August 2005 saw the installation of infilled SprinTurf on the former natural grass practice field east of the Kibbie Dome. The days of "off-limits" were eliminated, as UI students acquired state-of-the-art playing fields available for year-round use. A field that previously had just 300 usable hours annually as an "intercollegiate athletics only" field (primarily for natural turf varsity football practice), is now available for up to 2,000 hours per year. The project was funded through the Kibbie Dome turf replacement fund; the $1.2 million SprinTurf project included lighting and fencing.
The two 75 yd fields are adequate for team practice for football (and soccer, lacrosse, rugby, and other sports) as well as for intramural competition, but short enough to have two fields in the space available. Each field is a full half-field (with end zone & goal post) plus an additional 15 yd beyond the 50-yard line. An unmarked 10 yd median separates the two fields; the total length, with end zones, is 160 yd and runs north–south. The former natural turf fields were lined as a regulation football field running north–south, with a half field at the north end running east–west. An added benefit of the synthetic surface is an estimated $50,000 annual savings in field maintenance costs.

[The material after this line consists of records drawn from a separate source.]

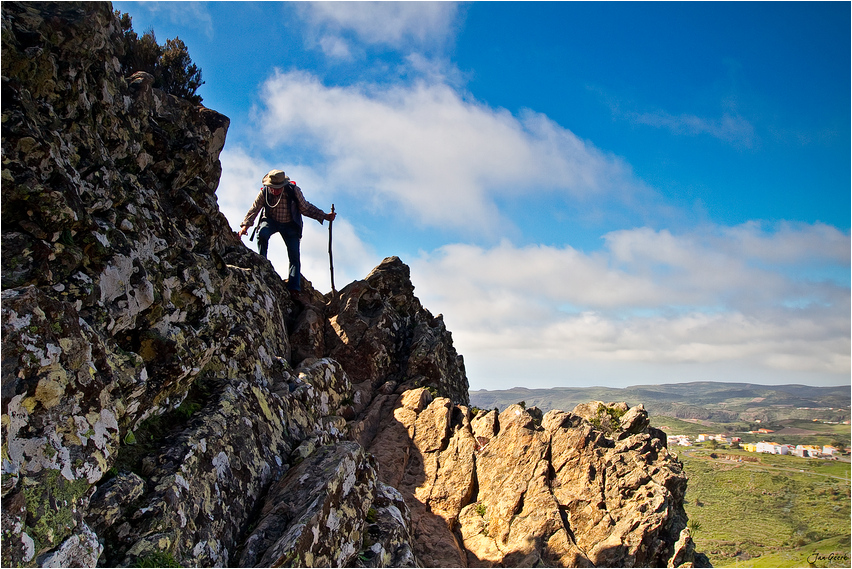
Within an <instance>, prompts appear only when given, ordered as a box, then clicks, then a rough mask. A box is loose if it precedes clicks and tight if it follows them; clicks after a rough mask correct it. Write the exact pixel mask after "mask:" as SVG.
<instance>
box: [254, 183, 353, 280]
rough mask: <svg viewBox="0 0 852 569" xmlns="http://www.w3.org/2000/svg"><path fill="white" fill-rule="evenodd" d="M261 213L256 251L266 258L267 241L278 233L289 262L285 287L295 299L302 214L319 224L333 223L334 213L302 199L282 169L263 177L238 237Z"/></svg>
mask: <svg viewBox="0 0 852 569" xmlns="http://www.w3.org/2000/svg"><path fill="white" fill-rule="evenodd" d="M260 211H262V212H263V213H262V214H261V216H260V222H259V223H258V227H257V230H256V231H257V234H258V237H257V247H258V252H259V253H260V254H261V255H263V256H264V257H266V250H267V248H268V247H269V238H270V237H272V235H273V234H275V233H280V234H281V237H282V238H283V239H284V244H285V245H287V257H288V258H289V260H290V272H289V278H288V280H287V288H288V289H289V290H290V291H291V292H293V293H296V296H298V293H299V291H301V289H302V286H301V285H302V283H301V280H302V279H301V261H300V254H299V242H300V241H301V239H302V215H303V214H304V215H306V216H308V217H310V218H312V219H316V220H317V221H319V222H320V223H322V222H323V221H325V220H328V221H333V220H334V218H335V217H336V216H337V214H336V213H334V212H332V213H325V212H324V211H323V210H321V209H320V208H318V207H316V206H315V205H313V204H312V203H310V202H308V201H307V200H305V196H304V195H303V194H302V189H301V188H299V186H297V185H296V182H294V181H292V180H290V177H289V176H287V175H286V174H285V173H284V172H283V171H282V170H270V172H269V173H268V174H267V175H266V176H264V177H263V187H262V188H261V189H260V193H258V194H257V197H256V198H255V200H254V203H253V204H252V205H251V207H250V208H249V211H248V213H247V214H246V217H245V219H243V222H242V223H241V224H240V232H239V235H240V237H242V236H243V235H245V234H246V233H248V228H249V227H251V226H252V225H254V218H255V217H256V216H257V214H258V212H260ZM252 237H254V234H252Z"/></svg>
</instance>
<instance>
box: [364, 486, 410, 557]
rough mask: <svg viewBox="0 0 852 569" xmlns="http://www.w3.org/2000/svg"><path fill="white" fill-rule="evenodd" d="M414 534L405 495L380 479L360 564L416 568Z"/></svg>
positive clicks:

The fields were renovated in 2021 with the installation of a new AstroTurf RootZone 3D3 playing surface, as well as a Brock Pad PowerBase Pro.

==Nearby facilities==
On the west side of the Kibbie Dome is the Dan O'Brien outdoor track & field stadium, which hosted its first meet in 1972, and was renamed in 1996 for the Olympic gold medalist, three-time world champion, and former world record holder in the decathlon. A concrete grandstand at the finish area (southeast corner) has a seating capacity of 1,000. The first all-weather surface lasted less than a decade and was replaced in 1980. The facility underwent a major renovation in 2011 to host the 2012 WAC outdoor championships. South of the Dome is the university's 18-hole golf course, a challenging track due to its rolling Palouse terrain. A par-72 course with terraced fairways and significant changes in elevation, its back tees measure 6637 yd, with a course rating of 72.3, and a 128 slope rating. The course opened in 1937 with nine holes, then expanded from 1968–70, with the present clubhouse opening in 1969. To the east is the Memorial Gymnasium (1928), the swim center and the physical education building (both 1970), and six outdoor tennis courts. Four additional tennis courts are on the east side of campus, at the southeast corner of the Administration Lawn. As noted earlier, ICCU Arena is immediately to the north of the Dome.

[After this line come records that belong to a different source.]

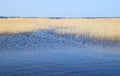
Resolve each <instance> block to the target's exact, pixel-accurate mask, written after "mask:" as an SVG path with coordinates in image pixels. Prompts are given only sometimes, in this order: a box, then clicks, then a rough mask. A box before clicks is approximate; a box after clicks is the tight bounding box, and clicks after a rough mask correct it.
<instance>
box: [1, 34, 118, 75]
mask: <svg viewBox="0 0 120 76" xmlns="http://www.w3.org/2000/svg"><path fill="white" fill-rule="evenodd" d="M34 37H35V38H36V37H37V38H36V39H35V38H34ZM10 40H11V41H10ZM46 40H47V41H46ZM70 40H71V41H70ZM89 40H90V39H89ZM89 40H87V41H89ZM85 41H86V40H84V39H82V41H81V40H77V41H75V40H74V38H69V37H59V36H56V35H53V34H52V33H49V34H48V33H32V34H22V35H1V36H0V45H1V46H0V48H1V50H0V76H120V47H118V46H117V44H118V43H113V44H110V43H112V42H109V41H107V42H101V43H100V42H96V41H95V42H94V41H90V42H85ZM99 43H100V44H99ZM98 44H99V45H98ZM106 44H108V45H109V46H108V45H106ZM115 44H116V45H115ZM113 45H114V46H113Z"/></svg>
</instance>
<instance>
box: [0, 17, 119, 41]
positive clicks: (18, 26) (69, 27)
mask: <svg viewBox="0 0 120 76" xmlns="http://www.w3.org/2000/svg"><path fill="white" fill-rule="evenodd" d="M51 29H53V30H55V32H57V33H59V34H76V35H79V34H84V35H86V34H87V35H90V36H91V37H97V38H107V39H112V40H120V18H96V19H82V18H81V19H48V18H7V19H0V33H1V34H2V33H23V32H32V31H36V30H51Z"/></svg>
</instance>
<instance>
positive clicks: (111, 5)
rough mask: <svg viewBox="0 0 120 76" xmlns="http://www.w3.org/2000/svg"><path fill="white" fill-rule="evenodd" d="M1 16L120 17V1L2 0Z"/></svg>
mask: <svg viewBox="0 0 120 76" xmlns="http://www.w3.org/2000/svg"><path fill="white" fill-rule="evenodd" d="M0 16H19V17H120V0H0Z"/></svg>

About a half-mile north (800 m) of the Dome are expansive natural grass intramural fields, west of the Wallace dormitories. Included here is the women's soccer field, in the far northwest corner bounded by Perimeter Road. Towards the center is Guy Wicks Field, the baseball field since the late 1960s. (Baseball was dropped as a varsity sport after the 1980 season, after more than 80 seasons, but continues as a club sport.)